We love computers and other electronics, but — not unlike an addict’s opinion of his dealer — we hate the companies that sell them to us. Now our contempt for Silicon Valley is expanding to include tech workers.

In San Francisco, where locals know the techies best, 30-year-old worker bees are taking as much heat as their billionaire CEO overlords.

Geographical familiarity breeds political contempt.

Just as Zuccotti Park gave birth to Occupy Wall Street’s clarion cry against the predator class henceforth to be known as the Banksters, San Francisco bus stops have become ground zero in a backlash against Big Tech. Oversized SUV-like buses that ferry Google staffers down the Peninsula provoke anger by clogging public transit stops in a city whose crumbling fleet of city vehicles is starved of funding.
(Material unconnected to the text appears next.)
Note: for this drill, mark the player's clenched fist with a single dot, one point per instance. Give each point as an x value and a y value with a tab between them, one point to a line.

Private tech company buses have been blocked by protesters who object to gentrification fueled by the soaring rents paid by deep-pocked tech workers. A bus window got smashed. Across the bay in Berkeley, demonstrators even showed up at the home of a Google engineer to hold him to account for his dual role as tech dystopian (he runs Google’s creepy robot car project) and real estate developer.

Save for a window and a few Google worker tardy notices, nothing has been harmed. Days of Rage this ain’t.
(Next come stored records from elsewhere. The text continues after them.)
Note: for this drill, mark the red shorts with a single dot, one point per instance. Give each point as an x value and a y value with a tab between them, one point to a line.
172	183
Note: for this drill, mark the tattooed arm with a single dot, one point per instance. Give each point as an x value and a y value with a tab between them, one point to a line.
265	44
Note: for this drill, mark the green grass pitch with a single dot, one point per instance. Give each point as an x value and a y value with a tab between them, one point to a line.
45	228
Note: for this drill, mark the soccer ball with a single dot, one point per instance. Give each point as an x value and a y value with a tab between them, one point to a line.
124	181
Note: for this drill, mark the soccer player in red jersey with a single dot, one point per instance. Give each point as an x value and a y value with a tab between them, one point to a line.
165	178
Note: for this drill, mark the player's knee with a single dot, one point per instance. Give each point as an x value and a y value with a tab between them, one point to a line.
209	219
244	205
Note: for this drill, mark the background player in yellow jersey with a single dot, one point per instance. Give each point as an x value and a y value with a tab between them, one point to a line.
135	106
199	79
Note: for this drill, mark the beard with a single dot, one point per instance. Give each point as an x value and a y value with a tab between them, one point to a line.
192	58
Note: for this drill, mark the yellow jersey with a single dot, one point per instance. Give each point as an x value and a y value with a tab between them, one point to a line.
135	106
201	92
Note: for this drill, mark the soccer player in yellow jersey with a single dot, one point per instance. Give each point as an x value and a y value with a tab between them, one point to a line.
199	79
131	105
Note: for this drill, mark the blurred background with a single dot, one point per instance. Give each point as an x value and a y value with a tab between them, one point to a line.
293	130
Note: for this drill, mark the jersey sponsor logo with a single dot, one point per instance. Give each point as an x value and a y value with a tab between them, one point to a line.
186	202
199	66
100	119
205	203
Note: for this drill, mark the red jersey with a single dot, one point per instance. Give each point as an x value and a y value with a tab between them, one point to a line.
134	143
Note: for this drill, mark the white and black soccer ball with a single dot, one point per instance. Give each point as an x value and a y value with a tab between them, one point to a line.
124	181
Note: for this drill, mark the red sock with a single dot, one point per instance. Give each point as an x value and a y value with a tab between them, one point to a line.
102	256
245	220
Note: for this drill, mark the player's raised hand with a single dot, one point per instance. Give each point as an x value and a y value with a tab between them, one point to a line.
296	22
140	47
Despite the relative mellowness of it all, any hint that American leftism is livelier than a withered corpse prompts establishmentarians into anxious fits that the streets will soon run red with the blood of fattened-on-organic-veal-and-green-smoothies technorati. In Salon, the usually steady Andrew Leonard lectured San Francisco’s dispossessed that street actions like slashing bus tires are “bullshit,” opining that “delivering passionate rhetoric at a public hearing on city policy toward private shuttles is part and parcel of how a democratic society operates.” (Or doesn’t operate, by his very own account.)

“This is a very dangerous drift in our American thinking,” Tom Perkins, an 82-year-old venture capitalist who helped fund the initial launch of Google, wrote in an instantly infamous letter to the The Wall Street Journal, comparing dislike of 1%ers to Nazi attacks on Jews. “Kristallnacht was unthinkable in 1930; is its descendant ‘progressive’ radicalism unthinkable now?” (Note to Perkins: You’re old enough to remember that Nazism was a right-wing movement.)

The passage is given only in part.